The fun thing about reading novels that will be made into movies is that once you have finished the book, you get to spend time obsessing over whether the film adaptation will do it justice. The characters and settings in Kevin Kwan’s best seller jump off the page; could a studio capture that aesthetic? More importantly, could they even afford to? After A Wrinkle in Time earlier this year, I’ve become particularly sensitive about books I loved being poorly realized on screen.
Fortunately, not all recent adaptations have been as disastrous as the aforementioned Winfrey-Witherspoon effort. Annihilation and Ready Player Onecome to mind, both of which come from sci-fi/fantasy novels that upon reading seemed nearly impossible to translate to film with integrity. Unfortunately, studios historically have not taken the same high-dollar risk on other genres, such as the good ol’ classic romantic comedy. This isn’t to say I’m clamoring for You’ve Got Mail 2: In Space just for an excuse to spend $50 million dollars. My favorite rom-com in recent years was The Big Sick which was made with a $5 million budget. Small scale stories can be done on less money of course, but reading Crazy Rich Asians, it feels very solidly “large scale”. This would need to be pretty costly to look as expensive as the book feels.
This need for a big budget rom-com is one thing Hollywood is unaccustomed to; another is complete diversity. While this has already been wildly circulated, I believe that it is important to note that this is a story of a Singaporean family, filled with Asian characters, making it the first all Asian cast Hollywood film in 25 years. Seeing as it has been a quarter of a century, the industry has not made it evident that they are willing to invest in fully Asian stories until now, especially on such a large scale. Not only does this release represent the changing culture in Hollywood by including more unique stories, but also, presents the audience with the opportunity to see an ensemble cast of distinctive individual characters without succumbing to damaging stereotypes. A movie with this rare power carries a lot of weight on its shoulders, especially considering the undercurrent in the press being a fear of, “if this fails, it falsely proves that perhaps the audience isn’t ready to see a principally diverse film.”

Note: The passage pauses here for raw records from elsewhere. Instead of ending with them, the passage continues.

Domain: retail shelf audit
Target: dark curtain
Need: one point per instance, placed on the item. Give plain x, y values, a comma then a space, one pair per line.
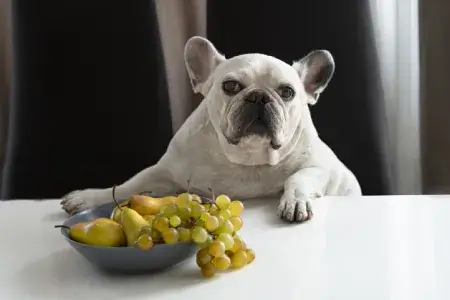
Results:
345, 115
89, 105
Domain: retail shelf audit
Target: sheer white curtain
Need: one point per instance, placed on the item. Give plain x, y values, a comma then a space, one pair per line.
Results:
396, 31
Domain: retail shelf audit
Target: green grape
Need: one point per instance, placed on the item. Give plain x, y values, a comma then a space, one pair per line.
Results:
222, 262
204, 216
145, 230
170, 236
239, 259
216, 248
144, 242
197, 210
196, 198
199, 235
206, 243
212, 223
237, 223
223, 201
156, 235
184, 234
169, 210
237, 245
236, 208
161, 223
184, 199
208, 270
175, 221
250, 255
214, 210
221, 219
203, 257
225, 214
225, 227
227, 240
184, 213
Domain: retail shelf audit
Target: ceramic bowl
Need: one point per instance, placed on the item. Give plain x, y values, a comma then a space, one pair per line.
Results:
126, 259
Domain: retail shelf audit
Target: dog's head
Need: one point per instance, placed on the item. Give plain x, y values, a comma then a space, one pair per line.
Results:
256, 102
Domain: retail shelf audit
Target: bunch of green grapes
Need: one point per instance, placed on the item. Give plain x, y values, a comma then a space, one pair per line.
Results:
212, 226
221, 248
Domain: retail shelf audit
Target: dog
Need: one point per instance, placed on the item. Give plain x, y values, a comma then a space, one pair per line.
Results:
251, 136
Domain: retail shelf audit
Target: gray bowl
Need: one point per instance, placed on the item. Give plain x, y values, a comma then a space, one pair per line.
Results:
126, 259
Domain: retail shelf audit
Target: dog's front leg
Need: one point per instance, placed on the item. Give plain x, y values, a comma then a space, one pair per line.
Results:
299, 189
155, 179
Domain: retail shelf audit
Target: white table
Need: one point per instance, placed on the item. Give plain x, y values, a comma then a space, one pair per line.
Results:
354, 248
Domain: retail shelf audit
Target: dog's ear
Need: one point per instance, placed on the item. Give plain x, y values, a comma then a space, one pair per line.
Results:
316, 70
201, 59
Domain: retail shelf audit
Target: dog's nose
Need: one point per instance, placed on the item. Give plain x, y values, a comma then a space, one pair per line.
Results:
258, 96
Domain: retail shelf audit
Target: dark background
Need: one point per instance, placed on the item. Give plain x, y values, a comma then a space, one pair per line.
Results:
90, 105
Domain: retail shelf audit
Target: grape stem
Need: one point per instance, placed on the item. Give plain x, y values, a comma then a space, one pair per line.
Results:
145, 192
114, 198
62, 226
213, 196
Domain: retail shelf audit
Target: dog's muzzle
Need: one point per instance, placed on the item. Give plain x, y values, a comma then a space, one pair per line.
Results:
258, 115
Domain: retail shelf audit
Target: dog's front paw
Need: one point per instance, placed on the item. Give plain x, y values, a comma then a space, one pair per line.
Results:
295, 209
77, 201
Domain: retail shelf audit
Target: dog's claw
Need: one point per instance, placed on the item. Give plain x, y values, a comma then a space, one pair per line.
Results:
296, 210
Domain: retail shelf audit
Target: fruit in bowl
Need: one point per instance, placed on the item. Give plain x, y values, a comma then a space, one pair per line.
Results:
147, 233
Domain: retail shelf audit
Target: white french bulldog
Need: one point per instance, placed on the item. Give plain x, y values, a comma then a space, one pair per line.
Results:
252, 136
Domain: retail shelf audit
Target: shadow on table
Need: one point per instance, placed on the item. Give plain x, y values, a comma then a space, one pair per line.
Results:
66, 272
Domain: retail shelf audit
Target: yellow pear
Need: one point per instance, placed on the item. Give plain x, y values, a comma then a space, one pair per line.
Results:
146, 205
115, 215
132, 223
99, 232
149, 218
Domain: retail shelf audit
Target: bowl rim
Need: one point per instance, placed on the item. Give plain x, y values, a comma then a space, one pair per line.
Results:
64, 229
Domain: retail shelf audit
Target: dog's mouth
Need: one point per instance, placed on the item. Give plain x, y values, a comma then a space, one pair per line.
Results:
264, 123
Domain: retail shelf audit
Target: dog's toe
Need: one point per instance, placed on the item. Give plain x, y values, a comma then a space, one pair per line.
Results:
295, 209
68, 196
73, 205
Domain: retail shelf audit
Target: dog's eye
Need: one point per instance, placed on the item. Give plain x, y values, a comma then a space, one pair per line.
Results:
286, 92
231, 87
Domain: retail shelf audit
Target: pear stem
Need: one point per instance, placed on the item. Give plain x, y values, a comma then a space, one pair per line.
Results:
189, 186
213, 197
114, 198
62, 226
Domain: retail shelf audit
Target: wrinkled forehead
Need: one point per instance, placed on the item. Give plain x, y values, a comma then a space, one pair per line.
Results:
257, 67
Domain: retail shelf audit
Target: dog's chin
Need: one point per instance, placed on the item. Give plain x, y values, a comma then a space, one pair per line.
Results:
255, 138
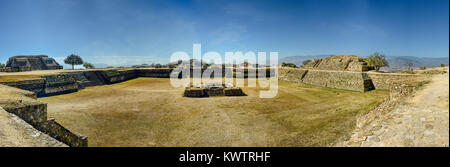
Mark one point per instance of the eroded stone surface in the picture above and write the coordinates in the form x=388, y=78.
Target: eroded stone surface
x=420, y=121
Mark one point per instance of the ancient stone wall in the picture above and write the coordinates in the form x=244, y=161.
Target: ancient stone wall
x=57, y=131
x=155, y=73
x=357, y=81
x=378, y=113
x=339, y=63
x=387, y=80
x=60, y=84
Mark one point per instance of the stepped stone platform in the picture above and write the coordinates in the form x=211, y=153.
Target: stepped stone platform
x=213, y=89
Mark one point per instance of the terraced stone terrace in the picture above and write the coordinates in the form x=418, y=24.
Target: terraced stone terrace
x=150, y=112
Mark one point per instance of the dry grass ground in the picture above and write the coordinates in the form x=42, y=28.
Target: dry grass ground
x=150, y=112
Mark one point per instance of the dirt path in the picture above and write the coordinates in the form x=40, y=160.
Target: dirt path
x=423, y=120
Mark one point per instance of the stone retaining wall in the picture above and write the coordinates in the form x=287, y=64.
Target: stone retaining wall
x=358, y=81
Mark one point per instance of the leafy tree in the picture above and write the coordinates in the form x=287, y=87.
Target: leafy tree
x=284, y=64
x=377, y=60
x=158, y=65
x=73, y=60
x=88, y=65
x=410, y=65
x=306, y=62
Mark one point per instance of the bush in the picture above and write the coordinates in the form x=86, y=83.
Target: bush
x=288, y=65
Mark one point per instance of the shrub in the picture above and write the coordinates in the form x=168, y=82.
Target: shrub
x=73, y=60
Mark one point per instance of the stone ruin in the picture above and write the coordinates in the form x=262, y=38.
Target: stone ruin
x=212, y=89
x=339, y=63
x=342, y=71
x=30, y=63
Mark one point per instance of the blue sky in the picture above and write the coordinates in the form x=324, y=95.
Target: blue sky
x=124, y=32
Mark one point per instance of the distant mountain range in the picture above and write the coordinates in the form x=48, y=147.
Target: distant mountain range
x=396, y=63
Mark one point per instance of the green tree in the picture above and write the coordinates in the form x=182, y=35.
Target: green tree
x=73, y=60
x=377, y=60
x=410, y=65
x=284, y=64
x=88, y=65
x=306, y=62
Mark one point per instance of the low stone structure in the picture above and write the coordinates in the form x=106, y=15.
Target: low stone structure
x=214, y=89
x=24, y=104
x=345, y=72
x=339, y=63
x=30, y=63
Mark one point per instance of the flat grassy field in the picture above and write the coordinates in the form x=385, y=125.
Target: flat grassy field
x=150, y=112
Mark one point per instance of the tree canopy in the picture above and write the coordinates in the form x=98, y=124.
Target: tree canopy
x=88, y=65
x=73, y=60
x=306, y=62
x=377, y=60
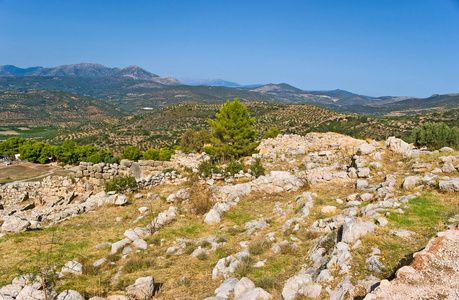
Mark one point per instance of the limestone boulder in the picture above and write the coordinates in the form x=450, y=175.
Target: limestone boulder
x=143, y=288
x=14, y=224
x=354, y=228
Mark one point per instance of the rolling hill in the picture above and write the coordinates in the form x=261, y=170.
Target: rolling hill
x=134, y=89
x=57, y=108
x=165, y=126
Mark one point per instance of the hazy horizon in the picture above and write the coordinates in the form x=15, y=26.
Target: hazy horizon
x=375, y=48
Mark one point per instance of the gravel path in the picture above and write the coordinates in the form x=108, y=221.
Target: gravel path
x=434, y=273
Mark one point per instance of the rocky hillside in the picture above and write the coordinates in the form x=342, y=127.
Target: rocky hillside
x=90, y=70
x=42, y=108
x=332, y=218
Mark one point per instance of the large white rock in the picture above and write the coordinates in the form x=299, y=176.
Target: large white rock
x=140, y=244
x=143, y=288
x=73, y=267
x=450, y=185
x=353, y=228
x=226, y=288
x=30, y=293
x=131, y=235
x=294, y=284
x=365, y=149
x=225, y=267
x=213, y=216
x=70, y=295
x=14, y=224
x=410, y=182
x=255, y=294
x=120, y=245
x=397, y=145
x=11, y=290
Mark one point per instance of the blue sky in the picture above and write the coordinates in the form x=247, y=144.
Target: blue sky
x=377, y=48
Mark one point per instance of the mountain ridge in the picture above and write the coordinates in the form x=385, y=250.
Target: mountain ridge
x=90, y=70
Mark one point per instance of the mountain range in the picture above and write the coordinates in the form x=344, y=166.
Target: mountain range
x=133, y=89
x=90, y=70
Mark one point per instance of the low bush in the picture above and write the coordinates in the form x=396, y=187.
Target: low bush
x=120, y=183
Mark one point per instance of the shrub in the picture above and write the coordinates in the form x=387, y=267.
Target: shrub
x=258, y=247
x=120, y=183
x=272, y=133
x=151, y=154
x=194, y=140
x=232, y=131
x=257, y=168
x=234, y=167
x=435, y=136
x=132, y=153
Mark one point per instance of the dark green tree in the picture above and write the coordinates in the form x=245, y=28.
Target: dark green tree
x=272, y=133
x=435, y=136
x=232, y=131
x=194, y=140
x=132, y=153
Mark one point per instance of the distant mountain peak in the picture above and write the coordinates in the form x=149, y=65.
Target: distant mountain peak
x=91, y=70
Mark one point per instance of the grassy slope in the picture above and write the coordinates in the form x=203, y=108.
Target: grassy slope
x=165, y=126
x=184, y=277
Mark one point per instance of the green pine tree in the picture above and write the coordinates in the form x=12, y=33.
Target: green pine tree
x=232, y=131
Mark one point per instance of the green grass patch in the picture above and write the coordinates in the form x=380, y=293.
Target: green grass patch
x=424, y=215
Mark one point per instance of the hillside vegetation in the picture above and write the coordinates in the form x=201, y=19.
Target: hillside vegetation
x=164, y=127
x=56, y=108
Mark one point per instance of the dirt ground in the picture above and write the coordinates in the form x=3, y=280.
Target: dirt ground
x=26, y=171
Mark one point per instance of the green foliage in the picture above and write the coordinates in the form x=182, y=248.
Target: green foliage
x=232, y=131
x=151, y=154
x=120, y=183
x=272, y=133
x=234, y=167
x=195, y=140
x=67, y=152
x=132, y=153
x=164, y=154
x=11, y=146
x=206, y=169
x=257, y=168
x=435, y=136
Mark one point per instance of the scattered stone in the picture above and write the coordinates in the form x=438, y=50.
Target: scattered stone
x=120, y=245
x=294, y=284
x=354, y=228
x=70, y=295
x=14, y=224
x=226, y=288
x=140, y=244
x=382, y=221
x=243, y=286
x=99, y=262
x=446, y=149
x=366, y=149
x=213, y=216
x=255, y=294
x=361, y=183
x=403, y=233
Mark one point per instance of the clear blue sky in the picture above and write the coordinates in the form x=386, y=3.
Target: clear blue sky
x=385, y=47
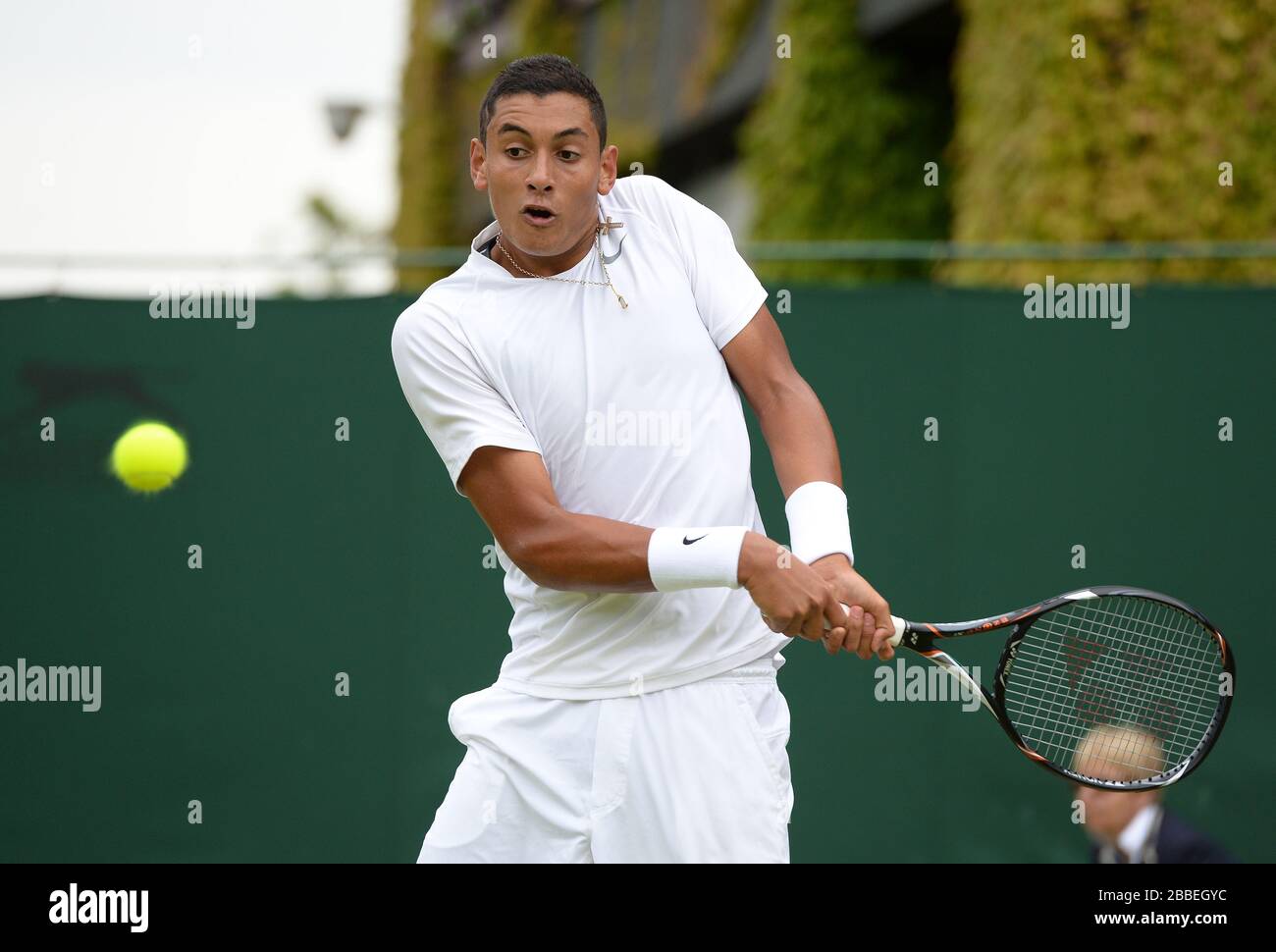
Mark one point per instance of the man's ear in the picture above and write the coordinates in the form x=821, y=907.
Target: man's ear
x=477, y=165
x=608, y=170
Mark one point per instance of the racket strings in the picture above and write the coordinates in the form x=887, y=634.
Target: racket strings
x=1117, y=688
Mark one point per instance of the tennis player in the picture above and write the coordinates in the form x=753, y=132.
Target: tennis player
x=575, y=377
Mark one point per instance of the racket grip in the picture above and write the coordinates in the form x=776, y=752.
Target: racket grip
x=900, y=625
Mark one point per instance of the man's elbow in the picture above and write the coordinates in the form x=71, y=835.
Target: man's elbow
x=536, y=551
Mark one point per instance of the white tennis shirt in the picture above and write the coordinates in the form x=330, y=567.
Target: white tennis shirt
x=633, y=413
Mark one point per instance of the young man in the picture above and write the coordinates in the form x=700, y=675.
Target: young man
x=575, y=377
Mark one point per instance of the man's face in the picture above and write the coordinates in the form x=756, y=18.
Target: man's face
x=544, y=152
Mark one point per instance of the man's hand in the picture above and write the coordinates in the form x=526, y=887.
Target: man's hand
x=794, y=599
x=869, y=628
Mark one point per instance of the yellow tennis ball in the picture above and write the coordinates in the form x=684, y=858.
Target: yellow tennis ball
x=148, y=457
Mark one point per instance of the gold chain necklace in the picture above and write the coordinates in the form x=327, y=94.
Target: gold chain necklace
x=600, y=229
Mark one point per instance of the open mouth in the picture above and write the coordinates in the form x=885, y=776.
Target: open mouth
x=537, y=215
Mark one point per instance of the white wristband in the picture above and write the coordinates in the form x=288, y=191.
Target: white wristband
x=696, y=557
x=818, y=522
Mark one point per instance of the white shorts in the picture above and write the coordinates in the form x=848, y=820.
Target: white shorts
x=696, y=773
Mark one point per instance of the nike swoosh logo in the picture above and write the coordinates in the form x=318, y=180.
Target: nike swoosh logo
x=611, y=260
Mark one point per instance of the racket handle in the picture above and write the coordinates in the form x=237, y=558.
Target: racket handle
x=900, y=624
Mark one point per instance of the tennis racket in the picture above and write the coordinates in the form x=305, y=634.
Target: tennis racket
x=1111, y=687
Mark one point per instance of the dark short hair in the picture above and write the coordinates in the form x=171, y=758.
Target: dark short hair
x=541, y=76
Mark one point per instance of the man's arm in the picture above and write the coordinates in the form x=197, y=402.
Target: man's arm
x=804, y=450
x=558, y=549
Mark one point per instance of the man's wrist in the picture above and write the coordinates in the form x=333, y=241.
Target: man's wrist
x=694, y=556
x=818, y=522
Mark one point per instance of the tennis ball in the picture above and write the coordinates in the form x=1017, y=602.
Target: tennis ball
x=148, y=457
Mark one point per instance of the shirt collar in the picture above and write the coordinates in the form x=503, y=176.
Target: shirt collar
x=1134, y=837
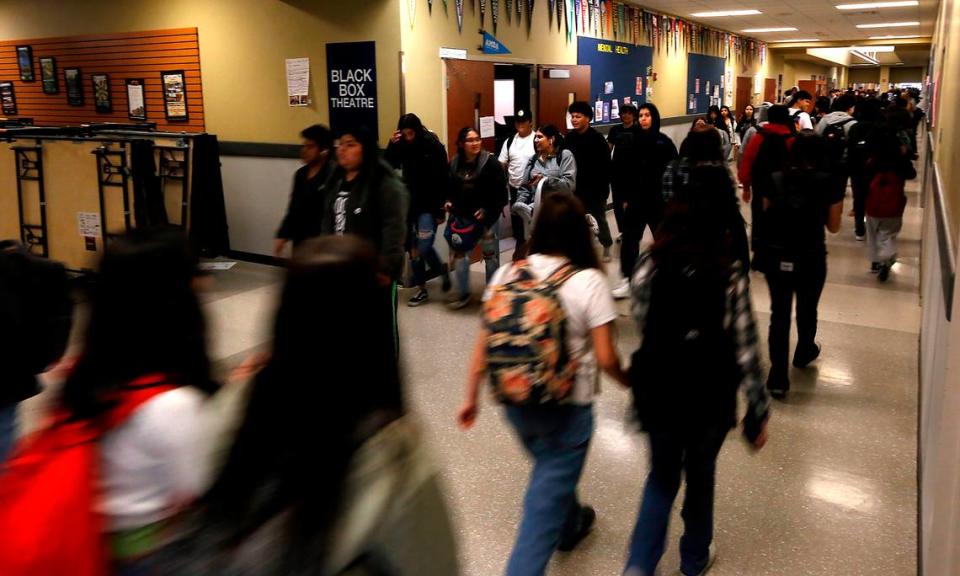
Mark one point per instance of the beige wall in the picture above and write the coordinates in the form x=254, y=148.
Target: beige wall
x=243, y=45
x=543, y=45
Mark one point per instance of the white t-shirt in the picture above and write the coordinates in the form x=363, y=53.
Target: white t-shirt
x=802, y=119
x=155, y=461
x=517, y=158
x=587, y=302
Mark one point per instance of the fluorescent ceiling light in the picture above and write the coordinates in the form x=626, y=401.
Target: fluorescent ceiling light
x=889, y=25
x=761, y=30
x=870, y=5
x=722, y=13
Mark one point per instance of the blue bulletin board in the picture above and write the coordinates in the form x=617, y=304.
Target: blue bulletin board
x=618, y=74
x=705, y=82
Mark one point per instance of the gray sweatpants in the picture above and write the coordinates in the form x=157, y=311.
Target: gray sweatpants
x=882, y=238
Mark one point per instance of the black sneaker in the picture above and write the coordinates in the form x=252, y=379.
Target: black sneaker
x=778, y=387
x=421, y=297
x=587, y=516
x=803, y=357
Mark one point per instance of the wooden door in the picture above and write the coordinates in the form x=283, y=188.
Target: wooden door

So, when I started seeing the previews, with the insanely charismatic Constance Wu and Henry Golding surrounded by gratuitous fireworks, dance sequences, and a powerhouse supporting cast, I started to feel confident that this could deliver on everything I loved about the book. It may seem ridiculous to be this excited about a movie with a preview that includes synchronized swimmers and someone making it rain cash in a garage full of luxury cars, but at its core, the story is about culture, love, and family. And all that is wrapped in a colorful, diamond studded package. What more could you want?